Namun, pakar keamanan internasional merasa ada yang kurang dari pengumuman AS kali ini. Mereka penasaran mengapa Biden tak mengungkap sanksi kepada Beijing. ’’Kurangnya sanksi bisa jadi masalah. Mana mungkin Tiongkok berhenti (meretas, Red) hanya karena peringatan,’’ ucap Adam Segal, pakar keamanan siber di Council on Foreign Relations, kepada CNN.
Wajar jika pengamat merasa aneh. AS bukanlah negara yang menganggap enteng keamanan siber. April lalu, mereka melaporkan kampanye spionase di SolarWinds, raksasa IT yang menangani sistem informasi banyak perusahaan, oleh badan intelijen Rusia. Bersama laporan itu, AS mengumumkan sanksi untuk perusahaan keuangan dan teknologi Rusia. Sepuluh diplomat Rusia pun didepak dari kedutaan Rusia di Washington.
Ketika ditanya, Jubir Gedung Putih AS Jen Psaki mengelak. Dia mengaku tak membedakan siapa pun yang mengancam keamanan digital di Negeri Paman Sam. Opsi sanksi masih dibicarakan di lingkaran Biden. ’’Perlu diketahui, ini bukan akhir tindakan kami terhadap aktivitas siber oleh Tiongkok maupun Rusia,’’ jelasnya.
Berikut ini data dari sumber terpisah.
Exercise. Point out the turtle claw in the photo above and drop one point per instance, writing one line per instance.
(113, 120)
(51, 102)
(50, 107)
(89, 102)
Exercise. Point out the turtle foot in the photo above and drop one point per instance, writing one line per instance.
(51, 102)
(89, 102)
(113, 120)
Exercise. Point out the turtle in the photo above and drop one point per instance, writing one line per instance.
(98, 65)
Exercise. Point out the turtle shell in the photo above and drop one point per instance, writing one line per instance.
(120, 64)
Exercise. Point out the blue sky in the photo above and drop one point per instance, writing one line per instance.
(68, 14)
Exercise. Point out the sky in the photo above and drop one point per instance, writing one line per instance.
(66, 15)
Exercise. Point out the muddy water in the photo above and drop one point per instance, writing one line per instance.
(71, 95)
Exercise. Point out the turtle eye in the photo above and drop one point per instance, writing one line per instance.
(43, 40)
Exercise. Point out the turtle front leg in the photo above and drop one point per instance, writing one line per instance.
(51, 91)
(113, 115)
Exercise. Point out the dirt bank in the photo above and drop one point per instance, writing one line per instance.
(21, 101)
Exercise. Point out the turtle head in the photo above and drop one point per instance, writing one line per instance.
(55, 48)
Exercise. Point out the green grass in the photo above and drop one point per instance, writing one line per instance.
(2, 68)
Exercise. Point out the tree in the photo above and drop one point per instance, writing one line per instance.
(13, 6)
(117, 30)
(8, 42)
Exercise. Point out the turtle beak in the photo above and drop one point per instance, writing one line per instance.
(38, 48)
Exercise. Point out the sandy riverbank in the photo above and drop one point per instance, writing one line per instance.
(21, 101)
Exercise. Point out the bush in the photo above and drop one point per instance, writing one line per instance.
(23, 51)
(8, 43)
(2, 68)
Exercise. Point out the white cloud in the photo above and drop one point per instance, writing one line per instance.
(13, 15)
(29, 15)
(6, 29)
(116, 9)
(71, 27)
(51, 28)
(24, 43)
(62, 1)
Di sisi lain, pejabat AS yang tak mau disebut namanya mengatakan, realitas Tiongkok berbeda dengan Rusia. Hubungan dagang AS memang lebih dekat dengan pemerintahan Xi Jinping daripada pemerintahan Vladimir Putin. Karena itu, pengumuman tanpa sanksi merupakan cara AS untuk mencari tahu berapa banyak dukungan yang mereka bisa kumpulkan.
Biasanya, negara seperti Jerman dan Italia menghindari kecaman terhadap Tiongkok. Faktornya juga karena hubungan ekonomi. Jepang, sekutu AS di Asia, juga sering lepas tangan karena perdagangan bilateral yang kuat. Namun, kecaman dari Uni Eropa dan NATO jelas menjadi salah satu tanda baik bagi AS. Artinya, Jerman dan Italia sudah menganggap manuver Tiongkok keterlaluan. ’’Ini bukan sekadar keputusan, tapi awal dari kampanye internasional jangka panjang. Sanksi hanyalah salah satu alat,’’ kata Christopher Painter, mantan pejabat cybersecurity AS.
Sementara itu, Tiongkok menolak tudingan AS. Kedutaan Tiongkok di Wellington, Selandia Baru, angkat bicara atas dukungan Negeri Kiwi terhadap AS. Mereka menyebut tudingan itu ngawur dan tak berdasar. ’’Kami adalah pendukung terbesar keamanan siber di dunia. Justru, AS merupakan rajanya serangan siber,’’ tegasnya.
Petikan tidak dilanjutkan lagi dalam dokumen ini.